Bu teori, XIX yüzyılın ilk yarısından itibaren doğdu. Birçoğu, rasyonel seçim teorisinin sözde refah ekonomisine bir yanıt olarak doğduğunu düşünüyor. Teori öncelikle bireyi rasyonel bir varlık olarak kabul eder. Teoriye göre her insan, bir grupla karşı karşıya kaldığında en iyi alternatifi seçmek için yeterli kapasiteye sahiptir.
Bu teorik yaklaşım, her bireyin eyleminin kendi çıkarlarından kökten etkilendiğini varsayar. Teori, izlenecek hedefleri dikte etmeye gerek duymadan, önerilen hedeflere ulaşmak için izlenecek kuralları ortaya çıkarırsa.
Rasyonel seçim teorisinin temel temel argümanları
Şimdi, bu teori, rasyonel seçim teorisinin doğru kabul ettiği, bireyin bir dizi unsurunu veya temel noktalarını içerir.
- Bireyde kendi çıkarının baskın olduğunu.
- Her bireyin tamamen rasyonel olduğunu.
- Rasyonelliği nedeniyle, insanlar en iyi seçimi alabilir.
Rasyonel teorinin ekonomide uygulanması
İktisat biliminde bu teori, sözde homo economicus'un temelidir.
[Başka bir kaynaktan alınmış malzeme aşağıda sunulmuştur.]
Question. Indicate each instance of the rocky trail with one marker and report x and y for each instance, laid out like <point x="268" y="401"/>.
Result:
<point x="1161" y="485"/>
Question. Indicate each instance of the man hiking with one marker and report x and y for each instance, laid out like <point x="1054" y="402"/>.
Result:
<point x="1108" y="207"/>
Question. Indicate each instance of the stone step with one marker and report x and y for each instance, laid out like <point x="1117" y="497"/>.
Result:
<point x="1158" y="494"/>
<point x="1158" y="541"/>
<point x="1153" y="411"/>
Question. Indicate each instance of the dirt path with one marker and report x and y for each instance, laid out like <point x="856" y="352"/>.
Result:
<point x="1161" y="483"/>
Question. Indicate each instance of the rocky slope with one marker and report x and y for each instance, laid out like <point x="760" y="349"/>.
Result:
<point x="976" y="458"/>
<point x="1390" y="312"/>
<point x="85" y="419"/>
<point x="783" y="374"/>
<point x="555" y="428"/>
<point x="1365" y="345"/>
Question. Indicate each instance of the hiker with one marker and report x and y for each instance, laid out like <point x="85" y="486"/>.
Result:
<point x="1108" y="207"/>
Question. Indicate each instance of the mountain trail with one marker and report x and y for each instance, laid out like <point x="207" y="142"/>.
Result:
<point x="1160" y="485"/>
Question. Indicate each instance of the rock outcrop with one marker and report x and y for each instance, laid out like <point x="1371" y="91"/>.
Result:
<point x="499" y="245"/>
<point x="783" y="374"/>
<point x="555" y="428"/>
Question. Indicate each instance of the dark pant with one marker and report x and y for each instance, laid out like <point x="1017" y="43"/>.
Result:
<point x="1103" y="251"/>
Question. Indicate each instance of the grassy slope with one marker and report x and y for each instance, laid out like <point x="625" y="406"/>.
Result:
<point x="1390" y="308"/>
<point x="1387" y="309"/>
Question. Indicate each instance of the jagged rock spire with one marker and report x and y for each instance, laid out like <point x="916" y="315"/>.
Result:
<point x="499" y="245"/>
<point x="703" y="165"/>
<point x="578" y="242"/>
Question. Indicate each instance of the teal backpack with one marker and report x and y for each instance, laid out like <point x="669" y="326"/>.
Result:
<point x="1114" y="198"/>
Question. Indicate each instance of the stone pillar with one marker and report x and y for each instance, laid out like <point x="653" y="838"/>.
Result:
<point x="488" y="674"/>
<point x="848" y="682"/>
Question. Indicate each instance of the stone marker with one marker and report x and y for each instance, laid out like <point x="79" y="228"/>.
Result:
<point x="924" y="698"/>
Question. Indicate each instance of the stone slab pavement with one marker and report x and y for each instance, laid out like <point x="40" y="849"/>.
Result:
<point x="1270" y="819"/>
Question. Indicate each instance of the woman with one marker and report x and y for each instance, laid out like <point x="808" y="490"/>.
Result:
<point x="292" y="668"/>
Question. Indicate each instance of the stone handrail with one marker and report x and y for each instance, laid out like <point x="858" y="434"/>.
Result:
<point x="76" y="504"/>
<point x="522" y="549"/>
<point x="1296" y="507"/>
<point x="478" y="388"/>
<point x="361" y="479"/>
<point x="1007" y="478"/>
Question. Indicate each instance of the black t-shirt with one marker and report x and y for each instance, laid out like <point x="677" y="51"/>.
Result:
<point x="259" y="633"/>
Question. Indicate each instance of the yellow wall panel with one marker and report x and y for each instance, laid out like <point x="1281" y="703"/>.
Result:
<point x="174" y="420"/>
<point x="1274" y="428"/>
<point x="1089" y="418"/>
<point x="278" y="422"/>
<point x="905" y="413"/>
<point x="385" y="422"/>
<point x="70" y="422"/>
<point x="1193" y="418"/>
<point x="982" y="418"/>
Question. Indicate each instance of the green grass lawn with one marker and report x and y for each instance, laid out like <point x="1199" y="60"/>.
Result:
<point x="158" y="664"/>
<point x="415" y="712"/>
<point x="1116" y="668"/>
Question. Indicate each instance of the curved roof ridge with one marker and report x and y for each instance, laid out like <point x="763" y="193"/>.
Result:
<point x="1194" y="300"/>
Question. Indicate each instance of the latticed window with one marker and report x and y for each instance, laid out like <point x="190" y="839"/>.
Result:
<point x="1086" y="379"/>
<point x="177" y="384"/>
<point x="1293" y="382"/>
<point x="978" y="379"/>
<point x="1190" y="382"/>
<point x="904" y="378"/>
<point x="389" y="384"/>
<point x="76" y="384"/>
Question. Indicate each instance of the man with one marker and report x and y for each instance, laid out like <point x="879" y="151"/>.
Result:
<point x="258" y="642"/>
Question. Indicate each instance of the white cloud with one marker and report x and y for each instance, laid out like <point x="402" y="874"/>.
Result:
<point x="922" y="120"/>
Rasyonel seçim teorisi, bu bilimsel disiplinde tahminlerde bulunmaya izin verdiği için ekonomide anahtardır. Bu tahminlerin önemi, ekonomide uygulanacak ekonomi politikalarının detaylandırılmasını gerçekleştirmelerine izin vermeleri ile kanıtlanmaktadır.
İktisatta geliştirilen bu seçim teorisine dayanan ekonomik modeller, piyasa davranışı üzerinde karar vermek için faydalı sonuçlar elde etmemizi sağlar.
Rasyonel teorinin diğer disiplinlerde uygulanması.
İktisat üzerine inşa edilen rasyonel seçim teorisi, şüphesiz diğer sosyal bilimlerde olağanüstü bir devrim yaratmıştır. Sosyal bilimlerin tüm teorik ve metodolojik yapısını etkilemiştir.
Bu teori, iktisat biliminde doğan bir fikirler dizisi olmasına rağmen, temeli diğer bilgi alanlarına ihraç edilmiştir. Böylece modern olarak sosyoloji, psikoloji, tarih, hukuk, karar teorisi ve siyaset biliminde uygulaması vardır.
Yukarıda bahsedilenler gibi diğer disiplinler tarafından rasyonel seçim teorisinin bu kabulü, bu teorinin karar verme ile ilgili olarak tutarlı bir sistemleştirme olmasından kaynaklanmaktadır. İktisadi alanda bir modelleme aracı olarak gelişmesi ve uygulanması diğer sosyal disiplinleri de etkilemiştir.